386 optimized bitblit code

Tue Feb 10 10:14:31 CET 2004

Brian,

An arbitrary rotate would consist of only two lshift or rshift, and special
handling of end and center limb.  Memory copy is needed when the destination
is the same as the source.  Bitblit does not avoid this problem in any way.

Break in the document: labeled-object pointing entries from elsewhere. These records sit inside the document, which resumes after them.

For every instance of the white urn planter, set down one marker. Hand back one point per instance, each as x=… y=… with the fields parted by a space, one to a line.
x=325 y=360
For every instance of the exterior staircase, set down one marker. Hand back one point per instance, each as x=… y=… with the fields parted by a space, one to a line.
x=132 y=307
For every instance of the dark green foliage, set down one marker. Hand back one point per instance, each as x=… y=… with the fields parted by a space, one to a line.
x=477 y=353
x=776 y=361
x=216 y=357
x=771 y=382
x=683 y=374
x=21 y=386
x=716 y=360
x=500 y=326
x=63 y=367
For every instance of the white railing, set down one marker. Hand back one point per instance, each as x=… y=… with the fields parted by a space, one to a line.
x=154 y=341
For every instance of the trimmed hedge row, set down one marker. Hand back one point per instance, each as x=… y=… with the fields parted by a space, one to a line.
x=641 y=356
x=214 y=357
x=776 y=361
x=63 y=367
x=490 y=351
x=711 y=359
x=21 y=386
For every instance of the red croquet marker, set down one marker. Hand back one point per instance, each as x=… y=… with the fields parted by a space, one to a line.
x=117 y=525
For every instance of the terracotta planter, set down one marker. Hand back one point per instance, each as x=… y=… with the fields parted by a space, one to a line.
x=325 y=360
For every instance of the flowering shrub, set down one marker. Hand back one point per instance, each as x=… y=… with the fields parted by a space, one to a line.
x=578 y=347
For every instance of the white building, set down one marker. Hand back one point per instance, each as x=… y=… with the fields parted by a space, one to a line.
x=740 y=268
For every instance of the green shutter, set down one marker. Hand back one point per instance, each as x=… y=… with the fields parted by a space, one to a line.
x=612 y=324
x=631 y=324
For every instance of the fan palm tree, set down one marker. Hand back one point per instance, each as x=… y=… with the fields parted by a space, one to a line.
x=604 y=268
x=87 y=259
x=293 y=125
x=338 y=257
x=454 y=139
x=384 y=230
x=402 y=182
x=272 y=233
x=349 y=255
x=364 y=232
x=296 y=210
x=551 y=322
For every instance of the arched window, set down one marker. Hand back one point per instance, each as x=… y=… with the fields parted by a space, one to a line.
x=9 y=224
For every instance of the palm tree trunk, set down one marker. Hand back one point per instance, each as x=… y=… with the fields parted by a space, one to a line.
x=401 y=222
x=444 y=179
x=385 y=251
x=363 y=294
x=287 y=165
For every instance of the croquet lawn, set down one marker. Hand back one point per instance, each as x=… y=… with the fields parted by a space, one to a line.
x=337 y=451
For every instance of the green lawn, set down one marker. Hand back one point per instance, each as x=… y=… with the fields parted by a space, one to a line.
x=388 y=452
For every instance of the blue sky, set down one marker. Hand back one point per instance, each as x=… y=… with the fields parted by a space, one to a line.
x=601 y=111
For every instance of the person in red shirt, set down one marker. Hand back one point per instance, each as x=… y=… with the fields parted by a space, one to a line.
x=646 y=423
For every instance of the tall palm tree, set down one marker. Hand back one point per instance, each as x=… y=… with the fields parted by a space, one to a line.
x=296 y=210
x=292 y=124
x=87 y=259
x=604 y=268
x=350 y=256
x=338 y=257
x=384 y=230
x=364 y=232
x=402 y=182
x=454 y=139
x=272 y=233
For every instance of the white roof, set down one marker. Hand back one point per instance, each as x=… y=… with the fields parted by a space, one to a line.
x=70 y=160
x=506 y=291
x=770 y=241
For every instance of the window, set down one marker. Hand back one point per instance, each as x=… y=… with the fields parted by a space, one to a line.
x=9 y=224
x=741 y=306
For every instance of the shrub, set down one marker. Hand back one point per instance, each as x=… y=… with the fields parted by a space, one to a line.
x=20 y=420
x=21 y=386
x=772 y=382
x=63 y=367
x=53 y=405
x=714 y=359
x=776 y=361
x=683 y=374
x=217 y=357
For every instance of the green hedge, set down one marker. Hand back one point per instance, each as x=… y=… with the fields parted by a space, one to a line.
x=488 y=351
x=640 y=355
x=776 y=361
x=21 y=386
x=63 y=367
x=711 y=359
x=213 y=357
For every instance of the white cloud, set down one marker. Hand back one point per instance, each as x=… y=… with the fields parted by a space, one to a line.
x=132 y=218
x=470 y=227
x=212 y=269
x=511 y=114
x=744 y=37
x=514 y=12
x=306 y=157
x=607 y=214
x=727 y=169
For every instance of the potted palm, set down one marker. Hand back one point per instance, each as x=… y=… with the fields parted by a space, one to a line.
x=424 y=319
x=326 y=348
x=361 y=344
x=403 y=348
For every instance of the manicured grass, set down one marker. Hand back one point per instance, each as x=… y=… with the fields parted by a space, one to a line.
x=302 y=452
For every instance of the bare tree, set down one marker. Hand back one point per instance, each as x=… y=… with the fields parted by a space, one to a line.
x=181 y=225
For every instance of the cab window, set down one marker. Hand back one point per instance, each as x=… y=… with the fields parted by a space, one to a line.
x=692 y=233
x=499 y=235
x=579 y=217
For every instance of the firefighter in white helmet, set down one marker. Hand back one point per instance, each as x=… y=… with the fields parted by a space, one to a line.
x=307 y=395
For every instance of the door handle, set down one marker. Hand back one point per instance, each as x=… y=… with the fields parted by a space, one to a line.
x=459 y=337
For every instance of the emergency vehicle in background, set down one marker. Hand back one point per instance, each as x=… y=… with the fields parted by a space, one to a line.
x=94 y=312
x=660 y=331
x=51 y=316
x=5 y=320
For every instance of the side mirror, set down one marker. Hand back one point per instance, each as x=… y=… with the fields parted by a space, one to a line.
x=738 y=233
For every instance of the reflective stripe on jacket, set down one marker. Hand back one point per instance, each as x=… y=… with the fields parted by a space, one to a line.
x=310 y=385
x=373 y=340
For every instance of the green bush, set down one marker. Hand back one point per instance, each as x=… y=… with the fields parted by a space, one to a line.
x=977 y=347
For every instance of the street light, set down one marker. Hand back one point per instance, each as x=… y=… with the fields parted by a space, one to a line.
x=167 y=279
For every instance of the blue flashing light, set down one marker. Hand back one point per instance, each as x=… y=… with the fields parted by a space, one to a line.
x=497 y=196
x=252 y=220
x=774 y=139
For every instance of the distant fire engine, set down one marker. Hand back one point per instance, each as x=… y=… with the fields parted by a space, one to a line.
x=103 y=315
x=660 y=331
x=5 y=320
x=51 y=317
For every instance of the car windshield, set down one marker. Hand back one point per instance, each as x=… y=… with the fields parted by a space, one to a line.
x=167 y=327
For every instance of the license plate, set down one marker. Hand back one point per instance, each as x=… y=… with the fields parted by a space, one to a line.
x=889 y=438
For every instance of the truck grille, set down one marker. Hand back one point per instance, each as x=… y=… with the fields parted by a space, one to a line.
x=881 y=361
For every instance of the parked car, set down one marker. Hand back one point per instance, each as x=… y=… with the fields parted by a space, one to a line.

As Kevin has said and I stated in emails, mpn_lshift/mpn_rshift are three
times faster than your present implementation.  The bitblit and rotate code
should use this to its advantage.  Looking over the MMX x86 code should be
convincing enough - the MMX speedup already exists.

Rickey

Live free or don't

-----Original Message-----
From: Brian Hurt [mailto:bhurt at spnz.org] 
Sent: Monday, February 09, 2004 9:30 AM
To: Kevin Ryde
Cc: Gnu MP mailing list
Subject: Re: 386 optimized bitblit code

On Tue, 10 Feb 2004, Kevin Ryde wrote:

> Brian Hurt <bhurt at spnz.org> writes:
> >
> > Attached is a first cut at 386-optimized code.
> 
> Unless I've missed something, what you're doing looks like either
> mpn_lshift or mpn_rshift, according to the overlap direction.  See
> that code for what it takes to go fast on x86s.  (In particular mmx is
> usually what you want for the mmx chips, shrdl is sub-optimal on say
> athlon, and very slow on pentium4.)
> 

lshift and rshift not only specify the direction of the shift, but also 
the direction of the copy- forwards or backwards.  For overlapping shifts, 
this is often wrong, especially if you're wanting to shift more than a 
word distance.  lshift and rshift have limitations bitblit doesn't have- 
they aren't good replacements for bitblit.  Nor is bitblit a good 
replacement for lshift/rshift, I comment- lshift and rshift zero the bits 
shifted in, something bitblit doesn't do.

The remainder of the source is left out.